L'innovation majeure de cette année réside dans l'instauration d'une demi-finale, prévue le 30 mai à Bouaké. Ce nouveau filtre intervient après une caravane de douze présélections régionales qui débutera à Aboisso le 28 février pour s'achever le 16 mai.
Le mécanisme de qualification a été clarifié pour garantir une représentativité totale du territoire:
Les 12 Miss régionales sont qualifiées d’office pour la grande finale nationale.
Les 24 dauphines (issues des 12 régions) s'affronteront lors de la demi-finale.
Seules 8 dauphines, représentant le "premier tiers qualitatif", rejoindront les Miss pour l'étape ultime.
La diaspora sera représentée par deux candidates venant de Londres (élection le 25 avril) et de Paris (élection le 8 mai).
Au total, ce sont 22 candidates qui se disputeront la couronne nationale le 27 juin au Parc des Expositions.
Face aux spéculations récurrentes, l'organisation a tenu à lever le voile sur les critères de sélection et de notation.
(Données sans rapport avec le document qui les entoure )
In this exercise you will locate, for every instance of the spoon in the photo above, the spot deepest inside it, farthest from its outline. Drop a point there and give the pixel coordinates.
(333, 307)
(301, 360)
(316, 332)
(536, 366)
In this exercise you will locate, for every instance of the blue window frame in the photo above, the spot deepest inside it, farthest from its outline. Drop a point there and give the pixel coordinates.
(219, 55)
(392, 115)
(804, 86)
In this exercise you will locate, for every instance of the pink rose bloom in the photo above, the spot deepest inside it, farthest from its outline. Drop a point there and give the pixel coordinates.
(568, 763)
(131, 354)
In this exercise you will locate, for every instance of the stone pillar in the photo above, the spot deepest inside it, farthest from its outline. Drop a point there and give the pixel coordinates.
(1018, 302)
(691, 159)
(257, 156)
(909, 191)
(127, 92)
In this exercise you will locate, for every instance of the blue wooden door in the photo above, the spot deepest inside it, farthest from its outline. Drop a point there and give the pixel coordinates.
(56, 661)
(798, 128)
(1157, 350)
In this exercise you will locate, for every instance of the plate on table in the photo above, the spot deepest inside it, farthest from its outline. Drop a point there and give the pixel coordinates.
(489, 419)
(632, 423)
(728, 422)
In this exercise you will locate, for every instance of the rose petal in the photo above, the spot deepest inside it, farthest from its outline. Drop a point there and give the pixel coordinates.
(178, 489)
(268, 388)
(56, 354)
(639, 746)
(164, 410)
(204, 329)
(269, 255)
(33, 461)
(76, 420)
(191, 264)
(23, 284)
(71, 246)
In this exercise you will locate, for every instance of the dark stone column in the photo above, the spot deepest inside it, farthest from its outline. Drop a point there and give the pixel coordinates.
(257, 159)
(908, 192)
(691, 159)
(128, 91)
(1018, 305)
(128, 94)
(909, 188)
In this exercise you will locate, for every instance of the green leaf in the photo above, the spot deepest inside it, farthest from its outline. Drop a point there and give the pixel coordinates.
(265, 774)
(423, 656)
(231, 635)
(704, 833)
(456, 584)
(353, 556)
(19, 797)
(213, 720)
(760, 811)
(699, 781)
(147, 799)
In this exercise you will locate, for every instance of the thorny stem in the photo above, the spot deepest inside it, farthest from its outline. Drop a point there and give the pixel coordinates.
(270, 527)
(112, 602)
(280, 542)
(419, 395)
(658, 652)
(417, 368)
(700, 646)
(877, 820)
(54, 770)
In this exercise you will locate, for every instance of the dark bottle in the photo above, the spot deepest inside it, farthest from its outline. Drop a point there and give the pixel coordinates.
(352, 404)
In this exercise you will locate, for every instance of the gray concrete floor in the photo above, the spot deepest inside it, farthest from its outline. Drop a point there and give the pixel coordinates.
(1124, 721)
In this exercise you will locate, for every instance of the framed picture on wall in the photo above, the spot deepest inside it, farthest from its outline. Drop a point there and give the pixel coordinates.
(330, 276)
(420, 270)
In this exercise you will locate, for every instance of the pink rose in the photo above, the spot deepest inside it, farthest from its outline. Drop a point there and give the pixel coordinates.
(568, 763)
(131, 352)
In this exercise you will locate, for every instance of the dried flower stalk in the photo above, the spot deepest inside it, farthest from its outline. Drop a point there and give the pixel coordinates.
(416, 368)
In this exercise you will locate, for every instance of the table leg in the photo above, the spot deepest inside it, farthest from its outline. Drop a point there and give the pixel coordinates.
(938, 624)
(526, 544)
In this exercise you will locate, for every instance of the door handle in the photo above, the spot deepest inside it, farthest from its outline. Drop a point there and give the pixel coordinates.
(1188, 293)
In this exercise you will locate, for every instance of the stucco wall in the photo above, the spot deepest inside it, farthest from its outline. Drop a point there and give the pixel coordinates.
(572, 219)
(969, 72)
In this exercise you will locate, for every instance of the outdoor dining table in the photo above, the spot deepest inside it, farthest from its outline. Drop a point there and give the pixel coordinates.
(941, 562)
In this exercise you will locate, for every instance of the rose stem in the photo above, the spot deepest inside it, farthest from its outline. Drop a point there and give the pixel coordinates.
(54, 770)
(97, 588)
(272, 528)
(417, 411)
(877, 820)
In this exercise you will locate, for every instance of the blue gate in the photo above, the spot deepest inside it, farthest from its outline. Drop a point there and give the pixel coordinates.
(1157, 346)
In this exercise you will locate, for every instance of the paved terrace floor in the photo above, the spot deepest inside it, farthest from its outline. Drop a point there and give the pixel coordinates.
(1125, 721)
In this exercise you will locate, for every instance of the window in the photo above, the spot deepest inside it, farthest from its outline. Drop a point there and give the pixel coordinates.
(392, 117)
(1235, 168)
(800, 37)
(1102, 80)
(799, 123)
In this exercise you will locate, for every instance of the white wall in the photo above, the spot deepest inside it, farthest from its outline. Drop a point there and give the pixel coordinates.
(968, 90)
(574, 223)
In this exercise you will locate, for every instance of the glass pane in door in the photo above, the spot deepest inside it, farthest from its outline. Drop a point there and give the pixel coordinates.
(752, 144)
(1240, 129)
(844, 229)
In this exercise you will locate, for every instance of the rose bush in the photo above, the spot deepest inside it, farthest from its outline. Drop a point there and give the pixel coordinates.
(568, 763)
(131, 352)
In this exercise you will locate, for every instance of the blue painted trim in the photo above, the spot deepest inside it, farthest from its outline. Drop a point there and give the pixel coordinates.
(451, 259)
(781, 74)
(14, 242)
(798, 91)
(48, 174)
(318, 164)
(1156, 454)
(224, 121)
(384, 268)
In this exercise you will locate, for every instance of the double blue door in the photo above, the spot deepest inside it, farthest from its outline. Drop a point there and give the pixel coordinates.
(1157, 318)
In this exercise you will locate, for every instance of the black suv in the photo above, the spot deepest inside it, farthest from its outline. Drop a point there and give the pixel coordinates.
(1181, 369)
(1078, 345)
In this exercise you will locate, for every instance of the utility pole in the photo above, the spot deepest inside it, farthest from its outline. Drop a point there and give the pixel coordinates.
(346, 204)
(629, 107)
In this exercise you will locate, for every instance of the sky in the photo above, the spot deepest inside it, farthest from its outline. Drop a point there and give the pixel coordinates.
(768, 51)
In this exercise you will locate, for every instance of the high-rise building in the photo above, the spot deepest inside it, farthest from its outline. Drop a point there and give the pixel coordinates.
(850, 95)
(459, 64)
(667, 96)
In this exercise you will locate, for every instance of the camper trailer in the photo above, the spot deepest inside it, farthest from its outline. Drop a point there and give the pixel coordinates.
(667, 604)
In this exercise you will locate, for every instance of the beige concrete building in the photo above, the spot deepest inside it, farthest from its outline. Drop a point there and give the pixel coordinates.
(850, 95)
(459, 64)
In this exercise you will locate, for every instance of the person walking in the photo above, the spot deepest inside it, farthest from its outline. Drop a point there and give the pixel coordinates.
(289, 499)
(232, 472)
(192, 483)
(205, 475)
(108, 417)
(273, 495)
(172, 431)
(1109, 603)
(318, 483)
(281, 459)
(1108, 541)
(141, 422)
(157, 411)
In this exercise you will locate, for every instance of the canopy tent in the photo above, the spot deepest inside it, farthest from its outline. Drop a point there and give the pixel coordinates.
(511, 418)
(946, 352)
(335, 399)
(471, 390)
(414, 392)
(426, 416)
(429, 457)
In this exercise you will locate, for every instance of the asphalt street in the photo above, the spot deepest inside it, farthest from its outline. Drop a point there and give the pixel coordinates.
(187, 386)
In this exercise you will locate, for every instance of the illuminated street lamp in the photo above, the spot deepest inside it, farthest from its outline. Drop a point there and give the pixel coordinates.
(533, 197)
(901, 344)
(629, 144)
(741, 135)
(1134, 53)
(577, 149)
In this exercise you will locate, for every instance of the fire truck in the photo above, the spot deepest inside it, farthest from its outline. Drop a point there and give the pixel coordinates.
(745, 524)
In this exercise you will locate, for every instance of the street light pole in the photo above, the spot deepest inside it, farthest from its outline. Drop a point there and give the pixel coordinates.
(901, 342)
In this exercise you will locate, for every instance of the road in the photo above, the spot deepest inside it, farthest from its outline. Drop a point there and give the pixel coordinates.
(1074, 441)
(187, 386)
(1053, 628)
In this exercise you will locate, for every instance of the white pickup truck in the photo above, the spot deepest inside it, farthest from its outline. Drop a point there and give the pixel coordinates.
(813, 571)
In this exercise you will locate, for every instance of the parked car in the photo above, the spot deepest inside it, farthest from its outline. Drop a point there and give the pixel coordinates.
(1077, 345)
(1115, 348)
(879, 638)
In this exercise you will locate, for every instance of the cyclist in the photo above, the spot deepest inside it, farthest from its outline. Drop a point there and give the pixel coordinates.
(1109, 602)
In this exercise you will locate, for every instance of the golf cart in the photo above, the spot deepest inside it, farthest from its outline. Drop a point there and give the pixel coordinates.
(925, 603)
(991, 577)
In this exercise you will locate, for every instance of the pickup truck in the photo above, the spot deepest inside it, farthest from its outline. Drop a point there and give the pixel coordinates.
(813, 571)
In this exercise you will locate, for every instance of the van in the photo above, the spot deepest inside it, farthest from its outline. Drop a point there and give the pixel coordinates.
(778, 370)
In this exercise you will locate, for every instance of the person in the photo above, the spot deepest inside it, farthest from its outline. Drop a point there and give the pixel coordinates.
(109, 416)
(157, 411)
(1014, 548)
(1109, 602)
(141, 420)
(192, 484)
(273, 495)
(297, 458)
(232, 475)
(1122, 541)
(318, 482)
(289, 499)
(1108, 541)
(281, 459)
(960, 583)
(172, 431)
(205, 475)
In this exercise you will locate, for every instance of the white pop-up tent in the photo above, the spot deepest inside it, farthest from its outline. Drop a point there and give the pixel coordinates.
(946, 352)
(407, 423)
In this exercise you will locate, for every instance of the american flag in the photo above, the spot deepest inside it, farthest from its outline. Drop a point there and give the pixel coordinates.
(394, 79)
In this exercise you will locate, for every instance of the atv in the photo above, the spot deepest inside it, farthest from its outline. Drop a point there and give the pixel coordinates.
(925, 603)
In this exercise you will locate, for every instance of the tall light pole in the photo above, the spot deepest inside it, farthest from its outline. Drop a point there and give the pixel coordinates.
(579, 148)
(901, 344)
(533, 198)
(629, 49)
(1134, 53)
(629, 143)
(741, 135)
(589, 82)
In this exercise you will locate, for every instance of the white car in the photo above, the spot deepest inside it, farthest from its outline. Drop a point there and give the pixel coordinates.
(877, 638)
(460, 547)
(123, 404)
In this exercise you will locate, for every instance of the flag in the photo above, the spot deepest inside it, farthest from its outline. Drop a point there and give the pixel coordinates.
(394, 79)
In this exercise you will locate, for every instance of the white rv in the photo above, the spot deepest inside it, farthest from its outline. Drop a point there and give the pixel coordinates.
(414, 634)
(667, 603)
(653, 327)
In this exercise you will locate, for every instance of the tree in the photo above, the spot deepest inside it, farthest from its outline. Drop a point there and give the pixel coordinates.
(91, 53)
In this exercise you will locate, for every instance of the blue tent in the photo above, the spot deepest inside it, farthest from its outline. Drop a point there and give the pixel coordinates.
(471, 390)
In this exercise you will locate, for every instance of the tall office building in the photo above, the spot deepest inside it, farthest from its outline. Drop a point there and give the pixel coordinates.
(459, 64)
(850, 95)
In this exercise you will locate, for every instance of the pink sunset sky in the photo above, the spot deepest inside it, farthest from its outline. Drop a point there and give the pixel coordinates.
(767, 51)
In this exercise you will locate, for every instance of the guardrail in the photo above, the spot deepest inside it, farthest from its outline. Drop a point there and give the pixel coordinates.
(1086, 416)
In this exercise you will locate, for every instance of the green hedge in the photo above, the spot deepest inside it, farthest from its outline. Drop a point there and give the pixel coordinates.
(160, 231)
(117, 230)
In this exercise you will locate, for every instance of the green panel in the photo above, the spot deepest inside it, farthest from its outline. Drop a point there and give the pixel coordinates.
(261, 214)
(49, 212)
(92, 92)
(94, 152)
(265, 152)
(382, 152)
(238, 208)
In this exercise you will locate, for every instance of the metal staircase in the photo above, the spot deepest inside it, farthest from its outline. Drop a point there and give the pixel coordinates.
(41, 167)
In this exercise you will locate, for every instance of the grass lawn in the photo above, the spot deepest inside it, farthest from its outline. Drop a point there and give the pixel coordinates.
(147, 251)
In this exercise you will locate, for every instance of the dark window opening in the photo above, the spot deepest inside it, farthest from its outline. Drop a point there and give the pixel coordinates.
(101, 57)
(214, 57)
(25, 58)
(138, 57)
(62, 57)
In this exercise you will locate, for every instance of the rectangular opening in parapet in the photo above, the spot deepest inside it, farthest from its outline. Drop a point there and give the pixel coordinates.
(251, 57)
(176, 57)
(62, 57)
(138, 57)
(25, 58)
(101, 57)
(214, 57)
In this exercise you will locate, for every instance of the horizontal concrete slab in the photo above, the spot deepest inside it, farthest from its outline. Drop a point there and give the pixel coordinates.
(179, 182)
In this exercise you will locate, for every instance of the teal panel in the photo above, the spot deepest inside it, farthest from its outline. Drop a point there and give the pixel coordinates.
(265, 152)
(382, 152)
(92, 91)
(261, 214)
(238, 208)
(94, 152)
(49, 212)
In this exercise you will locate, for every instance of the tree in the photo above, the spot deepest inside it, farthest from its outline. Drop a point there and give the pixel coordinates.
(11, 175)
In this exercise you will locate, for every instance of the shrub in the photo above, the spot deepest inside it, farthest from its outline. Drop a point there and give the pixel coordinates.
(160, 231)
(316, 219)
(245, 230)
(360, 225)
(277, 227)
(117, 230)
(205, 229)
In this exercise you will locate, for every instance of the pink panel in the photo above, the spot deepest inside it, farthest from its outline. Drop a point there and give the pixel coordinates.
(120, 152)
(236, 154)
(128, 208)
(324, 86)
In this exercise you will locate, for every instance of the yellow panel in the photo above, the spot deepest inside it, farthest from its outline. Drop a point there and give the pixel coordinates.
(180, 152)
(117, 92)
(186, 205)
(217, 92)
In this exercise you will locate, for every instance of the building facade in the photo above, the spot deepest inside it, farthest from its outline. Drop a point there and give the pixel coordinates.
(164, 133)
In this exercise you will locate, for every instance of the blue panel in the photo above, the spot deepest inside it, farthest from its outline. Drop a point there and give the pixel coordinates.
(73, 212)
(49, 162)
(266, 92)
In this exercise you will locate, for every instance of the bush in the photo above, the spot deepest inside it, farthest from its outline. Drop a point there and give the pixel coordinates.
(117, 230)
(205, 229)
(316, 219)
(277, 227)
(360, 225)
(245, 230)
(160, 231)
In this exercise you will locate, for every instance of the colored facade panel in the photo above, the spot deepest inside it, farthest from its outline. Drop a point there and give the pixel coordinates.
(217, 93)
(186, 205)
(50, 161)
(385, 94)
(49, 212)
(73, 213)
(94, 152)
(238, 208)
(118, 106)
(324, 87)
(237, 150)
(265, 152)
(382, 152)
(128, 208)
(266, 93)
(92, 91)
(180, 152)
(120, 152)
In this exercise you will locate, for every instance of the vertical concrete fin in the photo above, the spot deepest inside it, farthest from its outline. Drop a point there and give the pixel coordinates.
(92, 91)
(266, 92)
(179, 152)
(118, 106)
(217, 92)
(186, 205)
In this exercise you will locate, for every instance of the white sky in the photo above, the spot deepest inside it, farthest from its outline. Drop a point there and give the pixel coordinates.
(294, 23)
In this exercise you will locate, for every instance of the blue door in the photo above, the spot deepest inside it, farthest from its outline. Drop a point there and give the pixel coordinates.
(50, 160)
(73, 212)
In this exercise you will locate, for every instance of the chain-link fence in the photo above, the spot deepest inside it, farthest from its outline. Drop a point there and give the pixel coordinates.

Le jury physique ne sera plus le seul maître du destin des candidates. Pour la finale, la note sera répartie comme suit :
50 % attribués par le jury physique.
30 % issus du vote du public.
20 % basés sur la "mise au vert", où des partenaires extérieurs évaluent les capacités psychologiques et le comportement des jeunes filles.
Initiée lors de la précédente édition de Miss Côte d'Ivoire, la promotion des cheveux naturels évolue cette année. Si les candidates doivent toujours se présenter aux présélections avec leur chevelure naturelle, le règlement s'assouplit pour la finale : elles auront désormais la liberté d'accessoiriser leurs coiffures.
Les présélections etant fortement influencées par le soutien des sponsors, les populations locales sont invitées à apporter un "soutien authentique" à leurs représentantes, dépassant le simple cadre des réseaux sociaux.
Cette réforme se veut un gage de loyauté envers les candidates et une réponse aux exigences de la communauté internationale pour élever le niveau qualitatif du concours.